À découvrir le prélude, l'on craint un court instant de ne pas être Sylvain et, dépassé par notre méconnaissance des arbres, d'entrer difficilement dans le texte. Rien de tel pourtant car le poète reconnaît lui-même ce handicap malgré "sa jeunesse arboricole" et les leçons de son maître. Comment alors révéler au lecteur cette flore, fascinante mais restée énigmatique, autrement que par l'imaginaire, en lui donnant, en particulier, le caractère d'un être que l'on admire et auquel on confère mille qualités et caractéristiques originales ? Aussi le recueil débute-t-il par cette phrase superbe : "Le liquidambar, au goût liquide de Carambar, a la feuille étoilée et rougit à l'automne."
La tonalité descriptive du texte, comme un prolongement du guide pratique de Roger Blais, donne à la prose poétique de Régis Lefort un caractère savant que l'éco-poésie ne saurait rejeter. Ainsi, l'on découvre, associés aux images, des termes scientifiques qui n’en contiennent pas moins une charge poétique : "l'anamorphose", le "tour orbiculaire", la "foliaison", la feuille "lancéolée", "apicale", "fructifère" et même pour désigner l'if, "Phanérogame gymnospermes" et "échoïque".
L'on apprend également à opérer des distinctions : les feuilles du liquidambar ne sont pas celles de l'érable, la tulipe n'a rien à voir avec le tulipier, etc. Les arbres et la nature sont ainsi d'abord décrits pour eux-mêmes même si le poète semble parfois à la recherche d'une subjectivité pongienne, un parti pris des choses, qui lui ferait rejeter l'idée même de poésie, à la manière de Ponge lui-même : "Arbre de l'élancement, phallique est le cyprès. [...] Jamais il ne se couche tant sa droiture exacte est l'élégance même, et de son coeur abrupt la nature révèle son port haut ou altier."
Le lyrisme n’est pourtant pas absent de la prose du poète. Son évocation des arbres est liée aussi à son environnement et à son existence propre, à la maison et au jardin de son enfance dans lequel la vie et la mort se côtoient au gré des saisons. "Je suis né à Vallongues sous un grand marronnier." Plus loin, confie-t-il, "le camélia est [...] d'enfance un repère vivace, maternel et planté à l'entrée de la maison." Il y a ainsi dans l'arbre quelque chose qui relève du mythe personnel dont on relève la trace dans les rêveries qui produisent les plus précieuses réminiscences : "À nouveau je le sens ce vent sur le visage comme le vent conduit par notre piroguier."

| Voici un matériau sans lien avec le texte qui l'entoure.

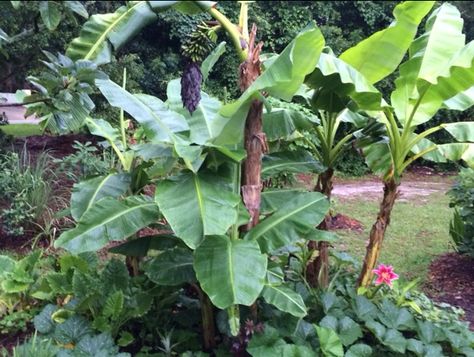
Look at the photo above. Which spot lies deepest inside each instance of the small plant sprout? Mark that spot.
(385, 274)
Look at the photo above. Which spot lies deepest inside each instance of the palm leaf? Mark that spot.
(369, 56)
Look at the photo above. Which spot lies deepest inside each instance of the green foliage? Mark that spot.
(34, 346)
(85, 162)
(108, 297)
(19, 290)
(26, 187)
(462, 225)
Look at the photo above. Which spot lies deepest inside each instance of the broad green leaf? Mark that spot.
(86, 193)
(269, 343)
(364, 308)
(378, 157)
(72, 331)
(108, 220)
(337, 85)
(77, 7)
(115, 276)
(396, 318)
(347, 329)
(113, 305)
(430, 56)
(460, 101)
(172, 267)
(290, 222)
(290, 162)
(43, 322)
(458, 151)
(273, 199)
(100, 127)
(63, 122)
(104, 33)
(281, 79)
(359, 350)
(7, 264)
(458, 78)
(196, 205)
(330, 344)
(395, 340)
(285, 299)
(231, 272)
(210, 61)
(50, 14)
(284, 123)
(139, 247)
(158, 121)
(369, 56)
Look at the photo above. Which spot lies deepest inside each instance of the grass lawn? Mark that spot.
(21, 130)
(418, 232)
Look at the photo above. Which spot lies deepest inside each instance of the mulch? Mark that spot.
(451, 280)
(340, 221)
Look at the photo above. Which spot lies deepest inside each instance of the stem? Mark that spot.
(417, 156)
(207, 316)
(22, 104)
(377, 233)
(231, 30)
(122, 119)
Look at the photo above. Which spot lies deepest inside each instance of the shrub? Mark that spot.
(85, 162)
(462, 225)
(27, 189)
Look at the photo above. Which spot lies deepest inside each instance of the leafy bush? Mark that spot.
(351, 163)
(377, 322)
(26, 188)
(5, 141)
(462, 225)
(85, 162)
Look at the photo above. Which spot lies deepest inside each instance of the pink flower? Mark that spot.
(385, 275)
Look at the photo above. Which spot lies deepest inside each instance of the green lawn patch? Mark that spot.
(418, 232)
(21, 130)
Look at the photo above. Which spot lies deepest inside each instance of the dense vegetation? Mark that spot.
(169, 245)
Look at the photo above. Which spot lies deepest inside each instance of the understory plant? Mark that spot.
(190, 173)
(437, 74)
(26, 190)
(462, 224)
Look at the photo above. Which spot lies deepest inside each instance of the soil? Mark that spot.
(451, 280)
(59, 146)
(340, 221)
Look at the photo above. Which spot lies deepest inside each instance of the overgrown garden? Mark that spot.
(172, 226)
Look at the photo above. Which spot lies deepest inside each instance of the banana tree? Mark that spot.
(198, 193)
(346, 82)
(438, 74)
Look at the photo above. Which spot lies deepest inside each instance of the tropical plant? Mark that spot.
(437, 74)
(462, 224)
(26, 188)
(202, 151)
(340, 86)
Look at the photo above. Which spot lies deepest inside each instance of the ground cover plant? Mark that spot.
(175, 249)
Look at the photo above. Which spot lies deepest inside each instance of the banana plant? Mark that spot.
(342, 85)
(438, 74)
(198, 193)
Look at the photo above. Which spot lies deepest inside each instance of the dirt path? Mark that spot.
(373, 190)
(413, 186)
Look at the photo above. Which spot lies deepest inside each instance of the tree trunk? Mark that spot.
(317, 271)
(207, 317)
(390, 194)
(254, 140)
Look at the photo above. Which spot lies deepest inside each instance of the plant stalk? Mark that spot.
(377, 233)
(317, 271)
(207, 316)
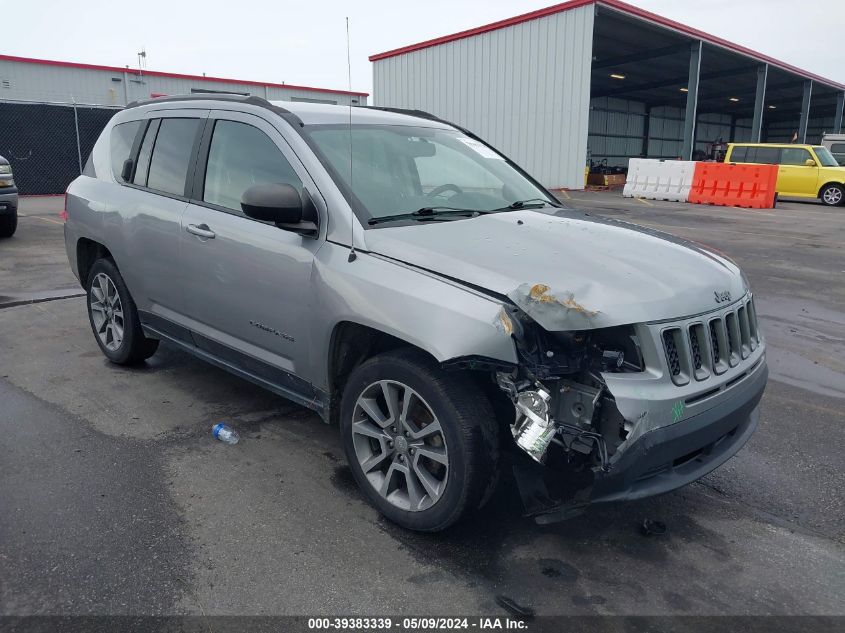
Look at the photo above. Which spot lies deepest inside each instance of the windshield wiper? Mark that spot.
(425, 213)
(531, 203)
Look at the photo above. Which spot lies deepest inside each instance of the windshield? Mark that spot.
(402, 169)
(826, 158)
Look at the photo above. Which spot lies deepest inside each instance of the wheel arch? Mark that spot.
(828, 184)
(350, 345)
(89, 251)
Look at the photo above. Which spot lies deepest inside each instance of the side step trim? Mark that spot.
(318, 403)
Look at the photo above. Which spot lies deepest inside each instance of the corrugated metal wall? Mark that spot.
(524, 89)
(23, 81)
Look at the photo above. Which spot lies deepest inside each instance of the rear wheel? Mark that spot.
(421, 442)
(832, 195)
(114, 317)
(8, 224)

Au fond, se demande-t-on alors au mitan du recueil, qu'est-ce que l'arbre a à nous apprendre ? Que lui devons-nous ? Pour nous le révéler, Régis Lefort déploie plus largement l’éventail de l’imaginaire, ses textes prenant la forme de récits merveilleux, de rêves, de fables même. Il se retrouve ainsi métamorphosé en arbre, tantôt inquiet et inquiétant ("les doigts crochus, les branches déformées [...] l'écorce vieillie"), tantôt joyeux et rayonnant ("mon sourire est là [...] je ris. Suis heureux.")
Peu à peu, méditatif, poète errant "dans le sous-bois orphique", il saisit finement la portée symbolique de l'Arbre, et les Haleurs ne sauraient être indifférents à l'évocation de leur chemin bordé d'arbres, disant ce que leur effort et celui de la Nature ont en commun : "La poussée est forte sur les jambes toutes. Une poussée puissante comme végétation."
David Dielen
Régis Lefort, Des arbres, Gallimard, "NRF", 2023, 71 pages.